- 210 Okunma
- 0 Yorum
- 0 Beğeni
Bir Aydır Neden İzlemiyorsunuz Bakalım Televizyonunuzu?
Az önce kablolu TV’den aradılar. “Kayıtlarımıza göre 1 aydır televizyon izlememişsiniz. Hayırdır? Bir sorun mu var? Hizmetlerimizden memnun değil misiniz?” diye sordular. Sonra şöyle bir konuşma geçti aramızda:
- Öncekiler neler dediler?
- “Öncekiler” derken?
- Yani benden önce aradıklarınız. Şimdi ben de merak ettim, neden izlemiyorlarmış... Çok ayıp. Böyle bir çağda televizyon izlememek olur mu...
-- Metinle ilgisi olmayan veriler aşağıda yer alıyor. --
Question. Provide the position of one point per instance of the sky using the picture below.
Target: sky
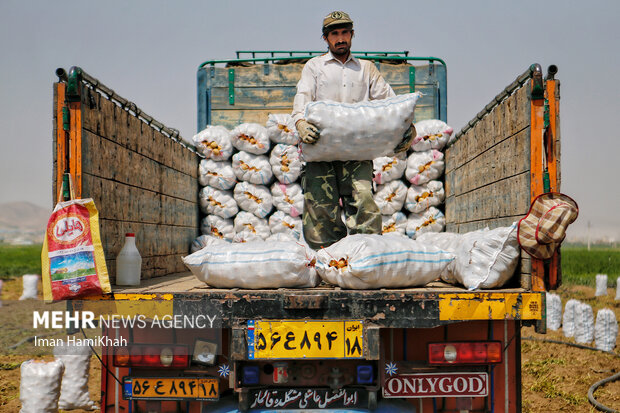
(148, 51)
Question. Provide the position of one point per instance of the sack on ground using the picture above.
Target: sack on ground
(390, 197)
(568, 318)
(288, 198)
(217, 202)
(250, 137)
(281, 222)
(285, 163)
(39, 386)
(423, 167)
(218, 227)
(252, 168)
(30, 287)
(204, 241)
(389, 168)
(364, 261)
(601, 285)
(74, 388)
(247, 221)
(358, 131)
(219, 175)
(397, 222)
(422, 197)
(214, 142)
(554, 311)
(255, 265)
(281, 129)
(431, 220)
(431, 134)
(256, 199)
(72, 259)
(605, 330)
(584, 324)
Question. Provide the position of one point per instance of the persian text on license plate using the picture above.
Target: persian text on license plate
(277, 339)
(168, 388)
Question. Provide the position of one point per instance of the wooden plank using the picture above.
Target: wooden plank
(116, 200)
(288, 75)
(232, 118)
(503, 160)
(503, 198)
(507, 119)
(108, 160)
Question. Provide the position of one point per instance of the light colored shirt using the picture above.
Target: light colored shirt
(327, 78)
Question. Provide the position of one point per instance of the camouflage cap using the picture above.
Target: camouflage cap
(336, 17)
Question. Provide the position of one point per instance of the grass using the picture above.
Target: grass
(580, 266)
(17, 260)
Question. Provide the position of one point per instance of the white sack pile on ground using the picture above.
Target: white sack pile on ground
(584, 324)
(601, 285)
(39, 387)
(74, 389)
(605, 330)
(372, 129)
(568, 318)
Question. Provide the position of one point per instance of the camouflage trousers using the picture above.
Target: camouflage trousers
(324, 185)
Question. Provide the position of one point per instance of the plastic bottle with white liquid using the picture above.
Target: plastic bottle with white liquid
(128, 262)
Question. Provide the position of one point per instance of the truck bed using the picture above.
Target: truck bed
(433, 305)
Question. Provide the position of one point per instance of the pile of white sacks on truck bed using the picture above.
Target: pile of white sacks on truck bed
(251, 194)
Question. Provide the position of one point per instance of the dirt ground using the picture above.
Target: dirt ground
(556, 377)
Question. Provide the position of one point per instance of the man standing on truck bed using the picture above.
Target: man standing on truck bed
(340, 77)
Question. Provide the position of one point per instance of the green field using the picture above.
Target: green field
(580, 266)
(17, 260)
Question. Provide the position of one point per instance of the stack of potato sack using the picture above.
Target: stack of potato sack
(410, 192)
(250, 178)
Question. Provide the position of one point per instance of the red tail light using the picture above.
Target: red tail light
(162, 356)
(465, 352)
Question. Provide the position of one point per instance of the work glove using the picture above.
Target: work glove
(308, 133)
(407, 140)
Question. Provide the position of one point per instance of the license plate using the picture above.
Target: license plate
(436, 385)
(277, 339)
(308, 399)
(168, 388)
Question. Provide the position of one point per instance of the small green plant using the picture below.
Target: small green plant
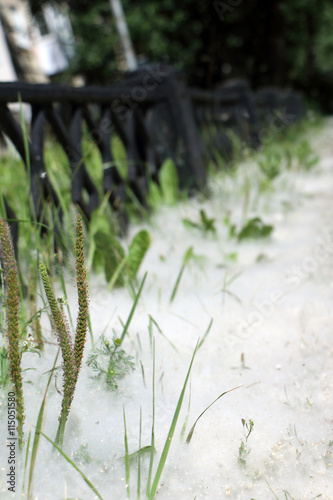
(206, 224)
(107, 253)
(110, 362)
(12, 319)
(244, 450)
(72, 355)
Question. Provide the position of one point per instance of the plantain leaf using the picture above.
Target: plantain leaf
(113, 253)
(168, 178)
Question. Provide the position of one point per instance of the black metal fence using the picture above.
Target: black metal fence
(156, 117)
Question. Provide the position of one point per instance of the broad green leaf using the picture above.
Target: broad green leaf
(137, 251)
(168, 178)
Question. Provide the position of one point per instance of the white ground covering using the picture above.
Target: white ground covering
(278, 314)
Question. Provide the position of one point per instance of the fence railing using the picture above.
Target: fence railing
(155, 115)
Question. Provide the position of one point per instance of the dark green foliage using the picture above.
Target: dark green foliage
(137, 251)
(255, 228)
- Beyefendi, onların neden izlemediği önemli değil; biz onların değil sizin neden izlemediğinizi soruyoruz.
- Tamam, anladım. Söylemeyeceksiniz. Ben birkaç tahminde bulunayım: Açık saçık filmler göstermiyorsunuz ondan mı?
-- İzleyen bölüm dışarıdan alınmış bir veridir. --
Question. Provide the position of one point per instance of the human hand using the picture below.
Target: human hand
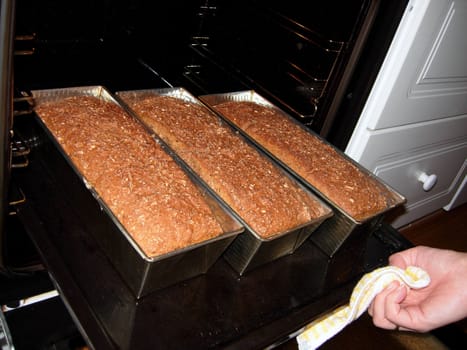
(442, 302)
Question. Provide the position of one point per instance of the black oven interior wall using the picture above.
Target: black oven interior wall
(314, 59)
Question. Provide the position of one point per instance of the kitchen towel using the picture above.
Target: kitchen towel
(324, 328)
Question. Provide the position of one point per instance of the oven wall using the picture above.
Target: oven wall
(302, 56)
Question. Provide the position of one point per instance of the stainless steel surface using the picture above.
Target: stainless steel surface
(248, 250)
(334, 232)
(143, 273)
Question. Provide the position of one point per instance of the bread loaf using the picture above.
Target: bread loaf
(342, 182)
(146, 190)
(254, 187)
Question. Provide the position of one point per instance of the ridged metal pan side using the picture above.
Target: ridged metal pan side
(332, 234)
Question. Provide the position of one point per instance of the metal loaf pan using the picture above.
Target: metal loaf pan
(341, 231)
(249, 250)
(142, 273)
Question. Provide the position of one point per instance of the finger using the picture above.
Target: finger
(378, 311)
(395, 313)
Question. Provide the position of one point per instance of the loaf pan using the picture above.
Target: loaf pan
(332, 235)
(143, 274)
(249, 250)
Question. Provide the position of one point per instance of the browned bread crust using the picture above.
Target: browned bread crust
(254, 187)
(145, 189)
(342, 182)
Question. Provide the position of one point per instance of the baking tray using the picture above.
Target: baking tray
(332, 235)
(144, 274)
(248, 250)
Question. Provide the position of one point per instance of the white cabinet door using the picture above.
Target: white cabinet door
(425, 74)
(415, 117)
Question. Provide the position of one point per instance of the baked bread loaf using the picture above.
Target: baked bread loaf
(153, 198)
(253, 186)
(355, 192)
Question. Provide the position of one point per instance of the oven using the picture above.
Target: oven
(316, 61)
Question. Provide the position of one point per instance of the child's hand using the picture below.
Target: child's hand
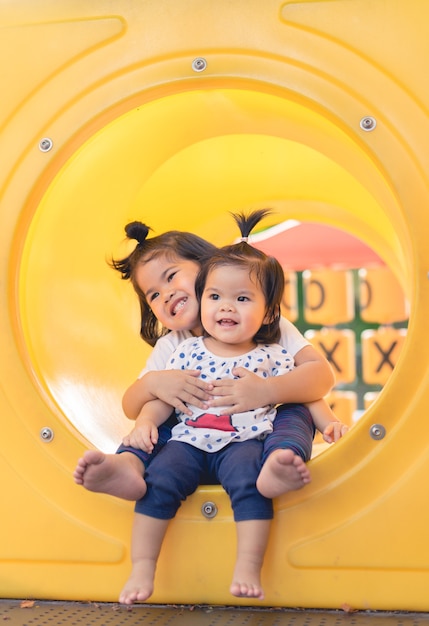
(143, 436)
(178, 387)
(334, 431)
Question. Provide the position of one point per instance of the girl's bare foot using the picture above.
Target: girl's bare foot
(119, 475)
(139, 586)
(283, 471)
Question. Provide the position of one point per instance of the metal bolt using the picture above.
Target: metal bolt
(45, 144)
(209, 509)
(199, 64)
(46, 434)
(377, 431)
(368, 123)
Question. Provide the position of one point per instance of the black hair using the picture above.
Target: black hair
(173, 244)
(265, 269)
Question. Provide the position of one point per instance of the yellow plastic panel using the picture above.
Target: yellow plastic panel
(279, 117)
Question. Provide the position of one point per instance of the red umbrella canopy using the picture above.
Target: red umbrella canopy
(309, 245)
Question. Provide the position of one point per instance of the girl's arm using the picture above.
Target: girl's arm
(172, 386)
(175, 387)
(311, 379)
(145, 432)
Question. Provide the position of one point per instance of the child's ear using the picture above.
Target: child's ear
(271, 316)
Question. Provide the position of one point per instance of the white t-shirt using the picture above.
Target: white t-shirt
(212, 430)
(291, 339)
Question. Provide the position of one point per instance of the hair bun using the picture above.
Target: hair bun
(137, 230)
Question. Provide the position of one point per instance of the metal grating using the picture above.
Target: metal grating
(16, 613)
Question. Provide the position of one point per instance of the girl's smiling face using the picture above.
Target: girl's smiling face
(168, 284)
(233, 307)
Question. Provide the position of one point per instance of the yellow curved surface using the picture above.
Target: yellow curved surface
(273, 120)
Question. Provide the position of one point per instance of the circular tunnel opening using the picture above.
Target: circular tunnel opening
(174, 165)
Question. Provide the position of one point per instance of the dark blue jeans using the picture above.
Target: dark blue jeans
(178, 469)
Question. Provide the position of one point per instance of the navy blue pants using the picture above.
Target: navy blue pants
(178, 469)
(293, 429)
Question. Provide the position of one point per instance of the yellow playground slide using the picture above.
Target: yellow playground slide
(177, 113)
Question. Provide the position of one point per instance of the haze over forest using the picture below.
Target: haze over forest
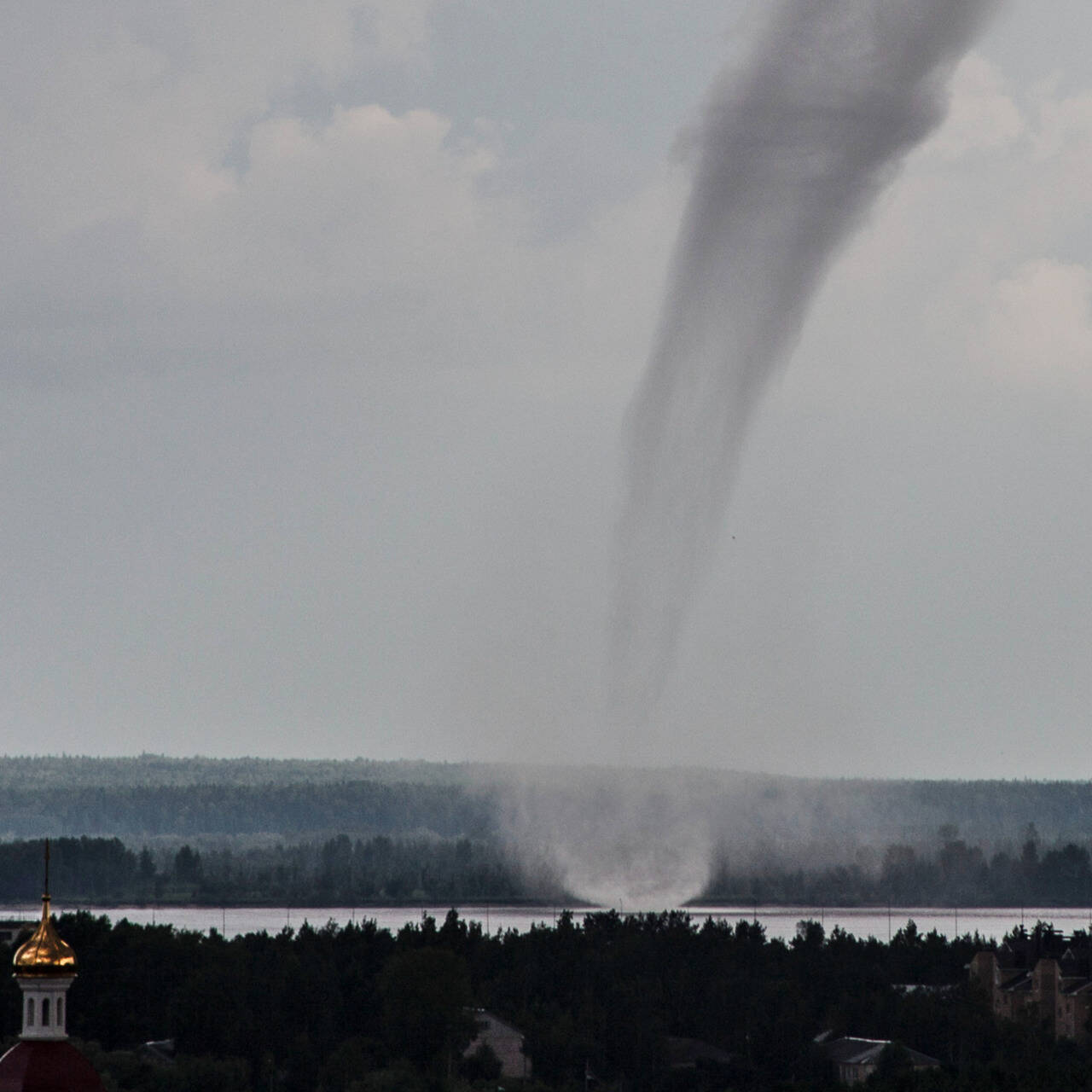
(318, 332)
(646, 838)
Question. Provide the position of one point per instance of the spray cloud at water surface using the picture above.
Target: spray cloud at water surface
(794, 147)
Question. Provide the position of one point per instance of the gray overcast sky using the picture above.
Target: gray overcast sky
(318, 326)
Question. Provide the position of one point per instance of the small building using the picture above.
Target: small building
(503, 1040)
(44, 1060)
(857, 1060)
(1055, 991)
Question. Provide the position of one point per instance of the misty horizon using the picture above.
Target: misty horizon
(320, 334)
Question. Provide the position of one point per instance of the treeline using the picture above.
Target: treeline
(356, 1009)
(956, 874)
(363, 807)
(335, 872)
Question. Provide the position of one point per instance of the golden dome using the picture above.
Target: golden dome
(45, 955)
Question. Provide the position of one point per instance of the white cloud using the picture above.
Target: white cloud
(982, 116)
(1041, 326)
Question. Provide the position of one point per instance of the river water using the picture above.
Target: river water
(990, 921)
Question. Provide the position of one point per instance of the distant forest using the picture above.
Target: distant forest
(262, 833)
(338, 873)
(956, 874)
(603, 1005)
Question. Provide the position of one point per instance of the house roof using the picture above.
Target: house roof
(861, 1052)
(686, 1053)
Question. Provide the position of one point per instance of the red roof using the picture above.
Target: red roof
(47, 1066)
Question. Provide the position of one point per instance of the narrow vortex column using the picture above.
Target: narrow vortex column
(45, 967)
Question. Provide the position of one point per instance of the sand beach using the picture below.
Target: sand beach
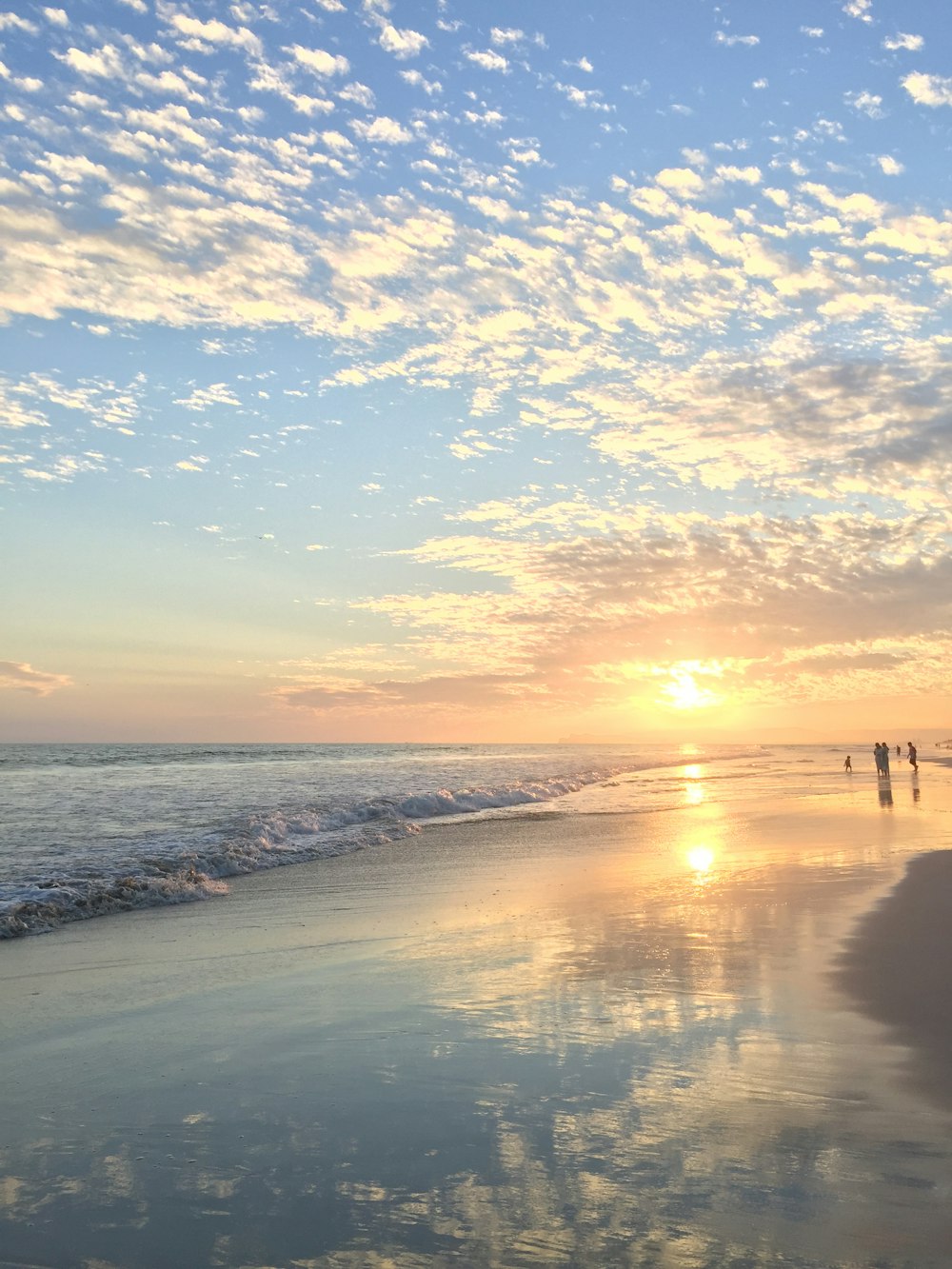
(711, 1035)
- Olur mu, her tür film var bizde. Çok sayıda film kanalımız var. Her kesime çeşitli seçenekler sunuyoruz.
- O zaman maçların canlı yayın haklarını almamışsınızdır.
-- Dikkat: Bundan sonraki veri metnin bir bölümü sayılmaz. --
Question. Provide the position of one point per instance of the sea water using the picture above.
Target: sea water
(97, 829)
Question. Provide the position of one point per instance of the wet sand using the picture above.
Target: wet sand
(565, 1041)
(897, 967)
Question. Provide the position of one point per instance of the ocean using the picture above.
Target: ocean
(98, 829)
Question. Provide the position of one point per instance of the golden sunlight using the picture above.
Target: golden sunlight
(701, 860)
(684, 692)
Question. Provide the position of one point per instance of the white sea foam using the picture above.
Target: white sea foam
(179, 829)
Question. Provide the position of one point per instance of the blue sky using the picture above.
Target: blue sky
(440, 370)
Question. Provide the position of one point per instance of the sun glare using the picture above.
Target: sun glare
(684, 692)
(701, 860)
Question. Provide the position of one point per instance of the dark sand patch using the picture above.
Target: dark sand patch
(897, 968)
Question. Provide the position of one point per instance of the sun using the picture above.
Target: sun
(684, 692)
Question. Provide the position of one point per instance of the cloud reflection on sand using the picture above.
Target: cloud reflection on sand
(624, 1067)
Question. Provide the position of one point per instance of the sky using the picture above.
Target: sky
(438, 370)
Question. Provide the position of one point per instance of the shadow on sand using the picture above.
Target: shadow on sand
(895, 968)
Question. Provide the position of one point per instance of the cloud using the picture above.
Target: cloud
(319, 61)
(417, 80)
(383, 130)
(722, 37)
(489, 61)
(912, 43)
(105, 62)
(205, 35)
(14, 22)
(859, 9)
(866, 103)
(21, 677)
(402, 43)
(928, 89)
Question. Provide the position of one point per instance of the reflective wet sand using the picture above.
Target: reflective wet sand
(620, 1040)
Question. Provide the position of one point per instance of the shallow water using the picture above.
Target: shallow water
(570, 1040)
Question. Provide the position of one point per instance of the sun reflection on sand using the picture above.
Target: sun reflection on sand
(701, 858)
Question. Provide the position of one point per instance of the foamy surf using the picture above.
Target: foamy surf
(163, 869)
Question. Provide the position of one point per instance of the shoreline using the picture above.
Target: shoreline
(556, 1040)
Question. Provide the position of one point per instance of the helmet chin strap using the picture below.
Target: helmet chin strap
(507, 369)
- Yo, haklarımız var; siz izlemediğiniz için haberiniz olmamış herhalde.
- Ne bileyim, sıkıştım şimdi. Dizi film falan yok mu sizde? Yok efendim hanım ağa, yok efendim çocuk gelin, yok efendim, saray, taht, malk, mülk, şan, şeref, şöhret... Yok mu böyle dizileriniz?
- Olmaz olur mu? Zaten pastanın en büyük payı orada. Ama onlar için kabloluya abone olmaya gerek yok. Herkes izleyebilir.
- Neden peki? Madem o kadar önemli, neden bedava izliyorlar? Kazancınızdan niye kısıyorsunuz ki, çok gereksiz...
- Ne kadar çok kişi izlerse o kadar çok reklam geliri geliyor.
- O zaman kabloluya ne gerek var? Hepsi bedava olsun, reklam gelirinden köşeyi dönersiniz.
- Bazıları reklam sevmiyor. Kabloluda herşey reklamsız. Söylediklerinizden edindiğim izlenime göre siz de sevmiyorsunuz reklamları...
- Yok, aslında tümüyle sevmemek gibi bir durum sözkonusu değil; ama yaratıcı reklamları seviyorum.
- Fazla yaratıcı olursa, toplumdan ilgi olmaz. Size özel reklam hazırlayamazlar ki...
- Siz de haklısınız. Zaten onun için izlemiyorum reklamları. Bana hitap ediyorlar gibi gelmiyor...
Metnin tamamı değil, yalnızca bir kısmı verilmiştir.